When she was eight Eilish’s parents enrolled her in dance and choir. She immediately fell in love with both. “If you’re forced to do something it makes you not want to do it. Sometimes it makes you hate it,” she explains. “But if you’re not already doing it and it looks cool to you, you’re going to want to pursue it and do your best at it.” Eilish and her rich, emotive voice quickly climbed the ranks of the prestigious Los Angeles Children’s Chorus. She performed in major operas like Carmen, toured the country, and performed in Japan with the group’s concert choir, which she says introduced her to some of her “realest, truest friends.” Between rehearsals and trips, she took classes in tap, jazz, and ballet and wrote songs, occasionally collaborating with her older brother Finneas.

“Dance and songwriting were always my ways of expressing myself,” she says. “It was always a mixture of both.” Those passions magically came together at the end of 2015, when “Ocean Eyes,” a song written and produced by the siblings to accompany a piece of choreography by her dance teacher, was uploaded to SoundCloud. The track blew up overnight.

“We put that song up with no expectations at all,” she recalls. “We literally posted it so we could send a link to my dance teacher. It got 1,000 plays after a day, and me and my brother were stoked. We thought, ‘Oh my god, we’re famous.’”

One thousand quickly turned into tens, then hundreds of thousands of listens. (It surpassed the one million mark earlier this year.) The overwhelmingly positive feedback helped soften the blow that came just a few months later, when a growth-plate injury forced Eilish to stop dancing. “I was in this class and my hip just gave out. I think I just twerked too hard,” she says with a laugh, before noting that it proved to be serendipitous. “It was a terrible thing, but a great thing, because the song started to take off right when that happened. It gave me the time to really work on music, even though I felt like I was broken.”

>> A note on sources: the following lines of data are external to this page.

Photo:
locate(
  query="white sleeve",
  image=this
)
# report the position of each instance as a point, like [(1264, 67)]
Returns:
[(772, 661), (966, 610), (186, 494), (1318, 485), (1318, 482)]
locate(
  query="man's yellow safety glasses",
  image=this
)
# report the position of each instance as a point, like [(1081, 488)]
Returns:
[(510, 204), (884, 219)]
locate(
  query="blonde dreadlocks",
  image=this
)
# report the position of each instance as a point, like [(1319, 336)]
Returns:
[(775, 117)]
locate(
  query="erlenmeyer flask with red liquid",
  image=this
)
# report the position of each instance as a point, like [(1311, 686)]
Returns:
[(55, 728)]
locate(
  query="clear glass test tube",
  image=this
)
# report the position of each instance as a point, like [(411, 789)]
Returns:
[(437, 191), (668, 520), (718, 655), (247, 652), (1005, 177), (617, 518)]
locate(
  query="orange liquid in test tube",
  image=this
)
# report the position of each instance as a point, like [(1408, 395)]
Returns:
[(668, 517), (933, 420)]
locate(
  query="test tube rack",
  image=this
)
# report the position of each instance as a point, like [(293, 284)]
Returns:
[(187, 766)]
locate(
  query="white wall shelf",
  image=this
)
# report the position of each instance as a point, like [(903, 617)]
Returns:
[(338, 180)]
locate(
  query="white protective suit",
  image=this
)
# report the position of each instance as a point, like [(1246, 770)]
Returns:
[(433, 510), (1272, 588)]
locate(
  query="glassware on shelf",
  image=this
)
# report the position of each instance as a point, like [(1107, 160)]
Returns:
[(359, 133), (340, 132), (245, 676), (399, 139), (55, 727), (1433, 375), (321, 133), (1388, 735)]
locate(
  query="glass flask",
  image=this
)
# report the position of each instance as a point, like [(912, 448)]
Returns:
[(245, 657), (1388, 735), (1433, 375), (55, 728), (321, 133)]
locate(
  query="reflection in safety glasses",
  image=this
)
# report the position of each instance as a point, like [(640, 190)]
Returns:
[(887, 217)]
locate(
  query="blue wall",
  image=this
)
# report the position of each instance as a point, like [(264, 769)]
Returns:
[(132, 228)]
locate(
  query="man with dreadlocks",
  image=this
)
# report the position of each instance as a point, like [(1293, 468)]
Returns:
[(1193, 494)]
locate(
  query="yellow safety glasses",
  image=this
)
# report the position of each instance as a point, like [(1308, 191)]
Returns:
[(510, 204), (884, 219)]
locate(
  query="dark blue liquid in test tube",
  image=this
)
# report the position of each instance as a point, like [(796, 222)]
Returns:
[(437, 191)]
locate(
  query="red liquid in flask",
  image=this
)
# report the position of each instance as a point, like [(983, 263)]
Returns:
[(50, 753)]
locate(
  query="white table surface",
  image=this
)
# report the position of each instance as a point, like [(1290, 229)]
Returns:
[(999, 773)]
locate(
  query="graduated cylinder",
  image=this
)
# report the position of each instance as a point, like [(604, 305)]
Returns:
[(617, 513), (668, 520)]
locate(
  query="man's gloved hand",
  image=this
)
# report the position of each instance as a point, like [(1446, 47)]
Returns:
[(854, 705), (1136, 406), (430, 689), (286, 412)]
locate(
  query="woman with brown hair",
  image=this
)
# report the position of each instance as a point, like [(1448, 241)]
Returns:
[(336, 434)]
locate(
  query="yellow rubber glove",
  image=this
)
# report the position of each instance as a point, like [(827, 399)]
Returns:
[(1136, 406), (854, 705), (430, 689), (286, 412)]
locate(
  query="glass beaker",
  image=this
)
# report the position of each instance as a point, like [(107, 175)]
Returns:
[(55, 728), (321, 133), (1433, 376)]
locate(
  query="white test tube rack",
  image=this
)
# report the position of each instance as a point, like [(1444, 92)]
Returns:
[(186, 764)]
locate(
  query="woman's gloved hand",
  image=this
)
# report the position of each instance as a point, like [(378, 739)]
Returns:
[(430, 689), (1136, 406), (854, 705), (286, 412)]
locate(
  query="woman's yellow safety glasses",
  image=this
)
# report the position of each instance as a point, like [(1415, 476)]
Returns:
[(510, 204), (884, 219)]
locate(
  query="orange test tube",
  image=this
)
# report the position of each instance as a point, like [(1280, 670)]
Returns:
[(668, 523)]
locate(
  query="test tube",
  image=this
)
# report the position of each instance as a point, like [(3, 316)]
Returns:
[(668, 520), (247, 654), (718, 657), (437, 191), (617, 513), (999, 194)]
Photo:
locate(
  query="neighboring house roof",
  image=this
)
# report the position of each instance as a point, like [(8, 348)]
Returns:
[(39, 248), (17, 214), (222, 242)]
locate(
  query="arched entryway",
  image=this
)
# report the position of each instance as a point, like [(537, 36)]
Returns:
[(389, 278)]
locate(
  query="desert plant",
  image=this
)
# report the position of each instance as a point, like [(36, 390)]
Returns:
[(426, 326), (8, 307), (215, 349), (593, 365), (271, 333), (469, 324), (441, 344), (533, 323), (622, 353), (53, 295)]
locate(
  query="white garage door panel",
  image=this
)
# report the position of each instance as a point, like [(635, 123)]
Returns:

Since then, Eilish has dropped two follow-up singles—the haunting “Six Feet Under” and last month’s loping acoustic ballad “Bellyache”—and her debut album is underway. In the meantime, she’s slowly returning to dance: The striking performance video for “Ocean Eyes,” which was released last March, sees Eilish taking the lead in an evocatively modernist push-and-pull routine, bringing the story of her unlikely hit song full circle. 

“I’ve always moved, and I’ve always needed to move to get my feelings out, which is why stopping dance, even for a while, was so hard,” she says. “If I’m mad or depressed or whatever I’m feeling, I can go to dance and get it out of my system. That’s why dance is great—because you can just move. And it doesn’t look stupid! It looks cool! I think it’s so interesting when people move, just because it’s different for every single person."